Uma boa parte de brasileiros, antes mesmo que o novo presidente dos Estados Unidos comece a agir, está fazendo o maior auê contra o eleito legitimamente por um sistema que, este, sim, deveria ser criticado, e não ficar derramando lágrimas “hillaryantes”, admitindo-se até que sejam petistas saudosos da sua “presidenta”. O tempo é o senhor da razão, já repetia o também defenestrado senador alagoano Fernando Collor. Antigamente, diziam, o castigo vinha a cavalo, hoje, com as maravilhas produzidas pela inteligência humana, o castigo vem montado num raio produzido pelo martelo de Thor.

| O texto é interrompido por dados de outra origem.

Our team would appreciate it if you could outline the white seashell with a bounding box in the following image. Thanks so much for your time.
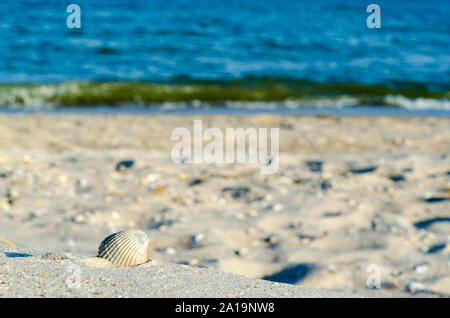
[97,230,150,266]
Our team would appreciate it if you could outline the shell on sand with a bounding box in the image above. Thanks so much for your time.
[97,230,150,266]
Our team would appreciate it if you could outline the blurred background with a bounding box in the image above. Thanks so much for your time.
[0,0,450,115]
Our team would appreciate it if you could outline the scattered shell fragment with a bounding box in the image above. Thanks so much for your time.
[97,230,150,266]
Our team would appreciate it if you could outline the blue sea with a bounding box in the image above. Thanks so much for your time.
[0,0,450,116]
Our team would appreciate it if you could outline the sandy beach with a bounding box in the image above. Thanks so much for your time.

Em seu primeiro dia útil como presidente dos Estados Unidos, Donald Trump cancelou um acordo chamado Parceria Transpacífico, cujas transformações que isso trará o governo brasileiro vê como positivas, já que o acordo levaria à perda de mercados para os nossos produtos na Ásia, em especial no Japão. Até a Argentina chegara a perder a exportação de limões. Se a vida lhe der limões... Trump cortou o acordo comercial, em vez de fazer uma limonada, e aconselha aos que apregoam o “Fora Trump” que chupem um picolé de limão. Medida antipática do presidente norte-americano será a restrição da entrada de brasileiros no seu país, se o surto de febre amarela não for contido no Brasil.

Jair Gomes Coelho

jairgcoelho@gmail.com

Vassouras (RJ)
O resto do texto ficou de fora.